The DCE wants to be robust and to sustain to service in case of a technical problem on a server. It relies on a 3-nodes ES cluster to ensure that indexing, which is an essential piece for the product, remains available when a server crashes.
Elasticsearch handles replication on its own. Its default behavior is to spread data across the 3 nodes so that it's resilient to the loss of one node, still being able to operate without losing data.

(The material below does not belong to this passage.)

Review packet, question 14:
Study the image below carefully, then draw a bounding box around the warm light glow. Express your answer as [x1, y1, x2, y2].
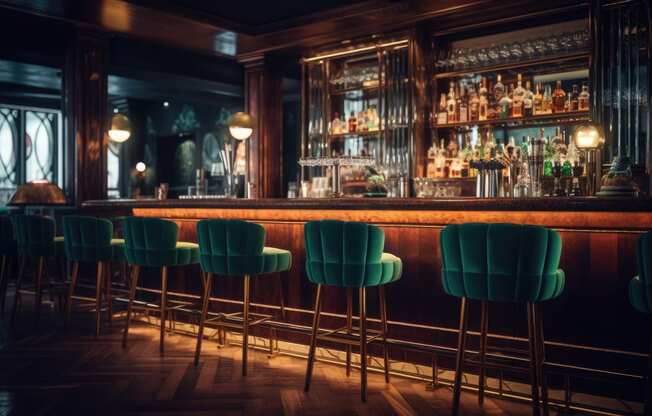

Still, this behavior has some limits. Even if users spread their ES nodes over 2 different locations, ES copies can be hosted on the same physical server, in the same rack, in the same datacenter. With the default configuration of SonarQube (a number of replica configured to 1), in the event of a failure of one of these zones, the remaining location may not have all the ES data and the service can become unavailable. It can typically happen when ES nodes are spread over 2 locations and the location hosting 2 of those nodes is lost.
We want to offer a higher level of availability for DCE users who are ready to spread their ES nodes over several locations with the limit of having them inside the same region to be sure that the service keeps being fully operational in case one of the locations is lost.
Because of the split-brain problem, 3 availability zones are required to support the expected level of availability.
- The configuration of should remain optional to not make DCE configuration more complex than it currently is.
- And obviously, we want this to be properly documented.
In order to support losing a zone on the ElasticSearch cluster, DataCenter Edition users need to spread the 3 search nodes on 3 availability zones.
We'll document this recommendation.